In 2006 WFP acquired another sizable property, Heritage Farm. The new 40 hectare venture consisted of kiwifruit, plums, apples and asparagus, which made an ambitious new challenge for the business.

1 Million and counting!

2009 marked a special year for Mark and Robyn, with WFP hitting a milestone of 25 years of operation.

 Not only that but WFP also packed over 1 million first class trays for Zespri through its packhouse, another major milestone for WFP.

A whole new playing field

With the price of apples dropping Mark made the call to develop Heritage one step further by removing all of the apples, plums and asparagus to produce only kiwifruit.

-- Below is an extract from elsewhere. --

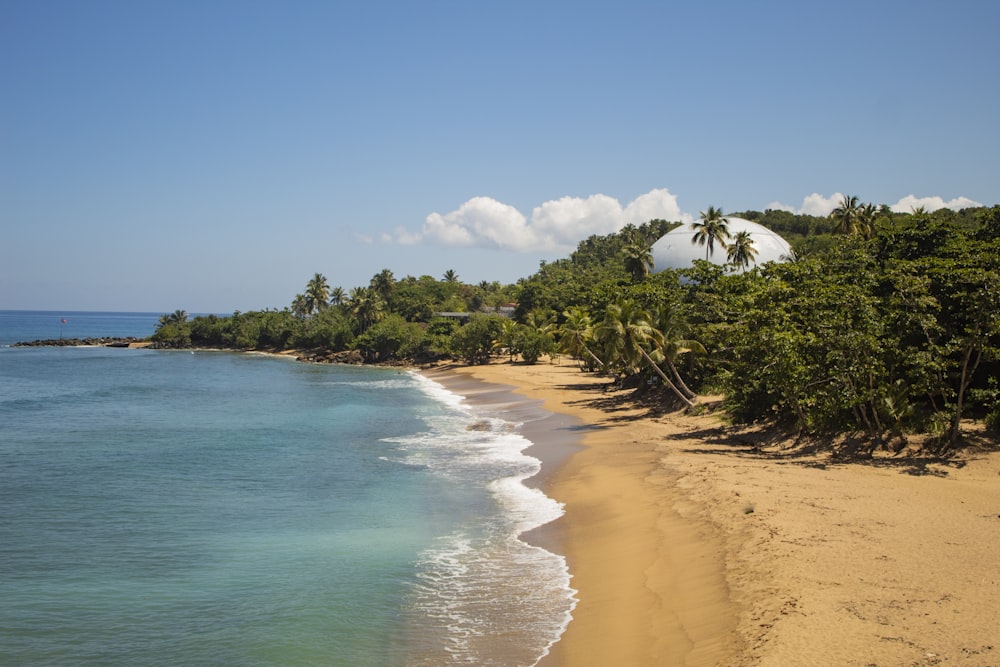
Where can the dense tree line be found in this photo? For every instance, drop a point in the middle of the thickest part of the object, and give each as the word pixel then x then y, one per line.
pixel 883 323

This was a big project, spanning several months of pulling out trees and putting back posts and plants, in total 28.5 hectares was replaced with kiwifruit. 

With the addition of another 28.5 hectares came the need for sufficient irrigation and frost protection, therefore the decision was made to construct a lake capable of sustaining the orchard in both the event of frost and drought. 

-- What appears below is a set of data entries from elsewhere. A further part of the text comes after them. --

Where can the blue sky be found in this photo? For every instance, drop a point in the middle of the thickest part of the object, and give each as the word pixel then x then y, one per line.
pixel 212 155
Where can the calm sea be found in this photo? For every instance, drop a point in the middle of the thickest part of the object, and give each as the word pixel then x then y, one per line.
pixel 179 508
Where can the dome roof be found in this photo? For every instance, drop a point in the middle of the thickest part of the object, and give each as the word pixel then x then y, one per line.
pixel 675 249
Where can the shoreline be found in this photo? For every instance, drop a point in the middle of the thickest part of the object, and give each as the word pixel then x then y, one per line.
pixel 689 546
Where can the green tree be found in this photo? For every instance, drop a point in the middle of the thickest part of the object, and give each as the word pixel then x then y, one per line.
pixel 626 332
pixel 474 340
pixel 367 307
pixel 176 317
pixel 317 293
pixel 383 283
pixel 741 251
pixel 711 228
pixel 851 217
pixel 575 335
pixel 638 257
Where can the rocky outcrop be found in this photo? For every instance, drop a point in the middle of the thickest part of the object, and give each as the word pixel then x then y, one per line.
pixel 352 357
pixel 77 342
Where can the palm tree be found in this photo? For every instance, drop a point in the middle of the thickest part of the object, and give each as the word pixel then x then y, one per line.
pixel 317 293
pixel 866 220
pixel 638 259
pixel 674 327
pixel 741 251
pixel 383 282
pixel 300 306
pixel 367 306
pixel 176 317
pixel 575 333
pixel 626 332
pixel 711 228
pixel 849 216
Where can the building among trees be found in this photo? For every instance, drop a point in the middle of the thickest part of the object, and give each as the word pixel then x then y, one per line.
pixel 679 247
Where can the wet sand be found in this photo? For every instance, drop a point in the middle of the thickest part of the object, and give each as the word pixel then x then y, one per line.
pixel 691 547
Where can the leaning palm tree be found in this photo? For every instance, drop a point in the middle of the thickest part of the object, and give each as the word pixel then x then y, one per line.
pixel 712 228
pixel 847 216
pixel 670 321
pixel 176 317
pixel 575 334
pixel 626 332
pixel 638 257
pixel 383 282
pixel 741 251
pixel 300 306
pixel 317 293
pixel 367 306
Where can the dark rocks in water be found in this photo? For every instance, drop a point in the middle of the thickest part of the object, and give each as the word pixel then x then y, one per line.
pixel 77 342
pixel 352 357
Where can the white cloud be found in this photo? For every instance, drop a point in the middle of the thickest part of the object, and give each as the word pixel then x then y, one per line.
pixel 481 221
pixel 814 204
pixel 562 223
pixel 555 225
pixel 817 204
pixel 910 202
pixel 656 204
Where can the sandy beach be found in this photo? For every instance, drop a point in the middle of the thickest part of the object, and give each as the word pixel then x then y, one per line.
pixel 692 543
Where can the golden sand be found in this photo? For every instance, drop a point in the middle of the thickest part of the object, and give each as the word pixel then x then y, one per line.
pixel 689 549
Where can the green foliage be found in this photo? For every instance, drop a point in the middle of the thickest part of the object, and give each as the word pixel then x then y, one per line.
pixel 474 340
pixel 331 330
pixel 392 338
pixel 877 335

The project spanned several months, with careful planning and moving large amounts of dirt, the lake was beginning to take shape 

With the foundation and ground work set, the next step was lining the almost 2 hectare titan. Every join was plastic welded to seal the seams to ensure the whole lake was water tight.

The finished product

The completed lake at heritage, capable of holding 50,000 cubic meters or 50,000,000 litres of water. The system is capable of protecting the site from frosts for roughly 11 days in a row.


In 2012, kiwifruit growing changed forever for WFP. The bacteria known as PSA was found in our orchards, which resulted in drastic measures being taken to ensure survival.

All of WFP's kiwifruit in the 16A Gold cultivar was cut out, and depending on the root-stock of the plant, was either re-grafted to G3 Sungold, or completely replanted, and then grafted to G3 Sungold. 

PSA Control

All infected plant material at this point had to be burnt in order to mitigate the risk of the bacteria spreading. To this day, this is the best way to control the spread of PSA, by removing it from the orchard and burning it off site where possible.

The road to recovery

The battle with PSA is here to stay unfortunately, but the more we deal with it the more we are learning. Since the first instance of PSA we have come a long way. Every day we become more confident in combating it and the prospect of growing kiwifruit gets better every day. 

Growing kiwifruit in a growing business

WFP continues to surge ahead as demand around the globe continues to outweigh supply. We are constantly improving and bettering how we operate and grow our kiwifruit and continue to enjoy supplying delicious fruit to people all around the world!